Scientific post-colonialism: randomized trials vs. global poverty

April 24, 2009

Back in ’05 I ganked a story from Marginal Revolution about randomized trials of NGO programs in poor countries. Examples from MIT’s Poverty Action Lab:

Colonialist? You decide. My story:

By randomly splitting people into two groups, one of which receives an experimental intervention, researchers can set up potentially simple, unbiased comparisons between two approaches.

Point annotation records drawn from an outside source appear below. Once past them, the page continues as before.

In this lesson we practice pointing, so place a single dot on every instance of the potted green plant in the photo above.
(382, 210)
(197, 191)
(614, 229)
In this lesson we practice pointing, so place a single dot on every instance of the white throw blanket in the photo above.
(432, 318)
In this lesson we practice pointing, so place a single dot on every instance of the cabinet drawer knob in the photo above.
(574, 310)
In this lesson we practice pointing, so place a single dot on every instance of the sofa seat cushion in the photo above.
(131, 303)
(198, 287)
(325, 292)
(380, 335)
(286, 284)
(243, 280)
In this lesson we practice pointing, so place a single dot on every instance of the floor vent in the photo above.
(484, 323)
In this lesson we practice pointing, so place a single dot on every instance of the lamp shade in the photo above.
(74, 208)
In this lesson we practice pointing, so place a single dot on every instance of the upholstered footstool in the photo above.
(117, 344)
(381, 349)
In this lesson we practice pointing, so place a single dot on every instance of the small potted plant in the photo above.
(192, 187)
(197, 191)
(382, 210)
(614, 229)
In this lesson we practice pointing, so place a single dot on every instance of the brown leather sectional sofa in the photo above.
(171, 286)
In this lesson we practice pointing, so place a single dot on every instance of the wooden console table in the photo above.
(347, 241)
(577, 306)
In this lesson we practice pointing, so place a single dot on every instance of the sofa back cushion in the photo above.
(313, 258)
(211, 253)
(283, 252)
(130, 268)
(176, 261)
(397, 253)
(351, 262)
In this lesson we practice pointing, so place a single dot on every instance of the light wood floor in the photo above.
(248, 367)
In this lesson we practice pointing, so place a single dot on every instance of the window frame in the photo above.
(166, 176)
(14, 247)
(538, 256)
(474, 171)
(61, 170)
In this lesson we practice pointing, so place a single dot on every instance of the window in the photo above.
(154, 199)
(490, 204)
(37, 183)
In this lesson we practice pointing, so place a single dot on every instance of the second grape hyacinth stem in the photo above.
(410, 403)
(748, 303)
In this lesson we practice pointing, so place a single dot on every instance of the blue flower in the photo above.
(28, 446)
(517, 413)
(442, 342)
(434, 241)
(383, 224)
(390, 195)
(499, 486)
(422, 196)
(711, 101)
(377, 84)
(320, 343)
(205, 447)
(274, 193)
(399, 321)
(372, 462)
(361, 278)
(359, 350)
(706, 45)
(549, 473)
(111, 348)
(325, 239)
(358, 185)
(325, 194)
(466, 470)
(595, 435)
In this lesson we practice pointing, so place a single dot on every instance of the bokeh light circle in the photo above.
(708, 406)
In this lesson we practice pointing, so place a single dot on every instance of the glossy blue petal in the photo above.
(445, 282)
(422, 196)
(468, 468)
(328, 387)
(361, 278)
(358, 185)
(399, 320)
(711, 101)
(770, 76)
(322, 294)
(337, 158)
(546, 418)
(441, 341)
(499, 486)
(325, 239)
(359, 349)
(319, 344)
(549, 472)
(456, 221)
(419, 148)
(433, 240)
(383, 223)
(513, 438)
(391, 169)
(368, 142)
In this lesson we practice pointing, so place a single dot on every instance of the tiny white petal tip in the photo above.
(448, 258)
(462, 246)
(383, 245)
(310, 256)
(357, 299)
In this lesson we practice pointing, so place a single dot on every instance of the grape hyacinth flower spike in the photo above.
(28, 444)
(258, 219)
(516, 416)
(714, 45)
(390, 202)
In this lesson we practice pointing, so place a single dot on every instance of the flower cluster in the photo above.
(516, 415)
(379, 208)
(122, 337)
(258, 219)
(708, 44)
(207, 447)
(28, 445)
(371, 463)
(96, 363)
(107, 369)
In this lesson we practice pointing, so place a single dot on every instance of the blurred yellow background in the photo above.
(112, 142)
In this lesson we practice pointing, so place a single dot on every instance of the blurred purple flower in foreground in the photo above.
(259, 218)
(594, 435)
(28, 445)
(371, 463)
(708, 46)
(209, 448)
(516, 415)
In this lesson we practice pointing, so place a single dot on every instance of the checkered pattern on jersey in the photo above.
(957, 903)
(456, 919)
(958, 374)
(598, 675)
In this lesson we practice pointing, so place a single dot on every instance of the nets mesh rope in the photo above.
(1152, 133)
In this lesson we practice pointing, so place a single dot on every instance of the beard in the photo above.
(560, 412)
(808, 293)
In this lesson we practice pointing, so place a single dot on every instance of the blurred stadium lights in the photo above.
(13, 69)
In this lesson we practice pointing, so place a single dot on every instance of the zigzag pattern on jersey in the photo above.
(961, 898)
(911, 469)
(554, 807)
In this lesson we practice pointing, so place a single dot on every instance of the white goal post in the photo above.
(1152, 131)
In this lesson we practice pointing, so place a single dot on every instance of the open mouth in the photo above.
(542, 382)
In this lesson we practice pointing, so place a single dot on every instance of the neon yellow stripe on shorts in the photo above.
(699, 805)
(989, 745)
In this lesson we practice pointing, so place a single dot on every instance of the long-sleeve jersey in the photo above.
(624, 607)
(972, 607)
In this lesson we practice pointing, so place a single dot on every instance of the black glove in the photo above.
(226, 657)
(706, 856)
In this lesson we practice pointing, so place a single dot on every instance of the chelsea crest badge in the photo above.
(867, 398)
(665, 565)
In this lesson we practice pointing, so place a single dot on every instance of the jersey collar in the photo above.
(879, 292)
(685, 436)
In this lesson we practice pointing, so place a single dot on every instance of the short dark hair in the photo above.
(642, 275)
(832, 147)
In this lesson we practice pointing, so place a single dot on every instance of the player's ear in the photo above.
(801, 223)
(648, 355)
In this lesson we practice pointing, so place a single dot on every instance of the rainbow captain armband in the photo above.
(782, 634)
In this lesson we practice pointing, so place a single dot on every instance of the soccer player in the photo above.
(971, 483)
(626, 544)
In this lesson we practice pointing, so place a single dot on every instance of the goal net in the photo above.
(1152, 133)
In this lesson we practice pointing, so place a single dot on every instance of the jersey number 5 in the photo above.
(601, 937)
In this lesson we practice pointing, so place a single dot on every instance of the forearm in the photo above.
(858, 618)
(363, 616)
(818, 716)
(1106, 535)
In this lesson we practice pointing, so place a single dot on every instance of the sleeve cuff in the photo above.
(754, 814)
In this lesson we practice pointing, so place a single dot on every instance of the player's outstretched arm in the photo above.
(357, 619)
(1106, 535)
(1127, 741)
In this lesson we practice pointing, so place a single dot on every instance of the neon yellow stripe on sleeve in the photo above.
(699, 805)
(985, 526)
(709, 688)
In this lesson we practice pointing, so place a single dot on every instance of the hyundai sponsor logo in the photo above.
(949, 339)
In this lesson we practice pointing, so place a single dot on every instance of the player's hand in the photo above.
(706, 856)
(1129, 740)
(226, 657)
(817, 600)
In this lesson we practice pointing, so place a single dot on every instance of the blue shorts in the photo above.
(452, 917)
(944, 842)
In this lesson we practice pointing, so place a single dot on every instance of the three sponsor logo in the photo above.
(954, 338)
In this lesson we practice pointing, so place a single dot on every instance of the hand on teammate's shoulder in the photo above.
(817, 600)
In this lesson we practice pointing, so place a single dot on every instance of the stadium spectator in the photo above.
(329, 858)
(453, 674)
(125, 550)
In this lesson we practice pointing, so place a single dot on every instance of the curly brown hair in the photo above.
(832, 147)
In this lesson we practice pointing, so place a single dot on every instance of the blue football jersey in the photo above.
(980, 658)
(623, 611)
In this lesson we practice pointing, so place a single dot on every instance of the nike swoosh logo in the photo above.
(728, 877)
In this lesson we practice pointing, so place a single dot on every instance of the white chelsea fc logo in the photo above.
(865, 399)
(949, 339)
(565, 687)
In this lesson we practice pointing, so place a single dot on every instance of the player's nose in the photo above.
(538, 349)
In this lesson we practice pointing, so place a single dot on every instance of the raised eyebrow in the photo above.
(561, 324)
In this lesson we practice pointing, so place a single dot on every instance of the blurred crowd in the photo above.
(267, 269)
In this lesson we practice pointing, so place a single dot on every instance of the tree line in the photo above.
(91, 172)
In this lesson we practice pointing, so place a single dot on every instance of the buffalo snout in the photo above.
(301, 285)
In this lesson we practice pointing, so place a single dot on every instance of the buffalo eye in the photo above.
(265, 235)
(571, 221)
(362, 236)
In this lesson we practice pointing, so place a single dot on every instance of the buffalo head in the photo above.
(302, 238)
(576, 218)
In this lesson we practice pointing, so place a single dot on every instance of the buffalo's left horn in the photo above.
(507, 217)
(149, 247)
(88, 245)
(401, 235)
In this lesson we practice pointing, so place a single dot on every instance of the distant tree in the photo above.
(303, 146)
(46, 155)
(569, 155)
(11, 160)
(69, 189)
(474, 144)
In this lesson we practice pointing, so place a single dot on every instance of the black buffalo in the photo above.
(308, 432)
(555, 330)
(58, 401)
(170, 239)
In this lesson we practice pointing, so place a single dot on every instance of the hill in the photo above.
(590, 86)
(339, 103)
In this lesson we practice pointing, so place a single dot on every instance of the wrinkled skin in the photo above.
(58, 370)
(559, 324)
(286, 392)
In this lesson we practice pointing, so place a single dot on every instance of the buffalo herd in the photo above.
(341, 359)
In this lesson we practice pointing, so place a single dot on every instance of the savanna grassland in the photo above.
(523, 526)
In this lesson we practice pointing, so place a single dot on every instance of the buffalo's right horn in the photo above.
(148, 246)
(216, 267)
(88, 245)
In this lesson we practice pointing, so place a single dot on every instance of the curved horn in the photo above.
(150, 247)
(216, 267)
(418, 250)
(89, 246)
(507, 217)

The emergence of cheap, skilled labor in India and other countries during the 1990s changed that, Banerjee says, because these workers could collect the data inexpensively. At the same time, nongovernmental organizations (NGOs) were proliferating and started looking for ways to evaluate their antipoverty programs.

Fast forward to yesterday, when Tyler Cowen tells me two of the economists who co-founded the MIT lab are on somebody’s short-list for an economics prize considered a prelude to the Nobel.

[T]he clear favorite is Esther Duflo, 36, who leads the Massachusetts Institute of Technology’s Jameel Poverty Action Lab with MIT colleague Abhijit Banerjee.

Re: the other co-founder, Sendhil Mullainathan:

One insight: The behavioral weaknesses of the very poor are no different than the weaknesses of people in all walks of life, but because the poor have less margin for error, their behavioral weaknesses can be much more costly.

Ahem. Indeed.

So anyway, where to pitch a story? If only the idea of incremental good works had cultural caché.

Update: the winner was Emmanuel Saez, who studies income inequality.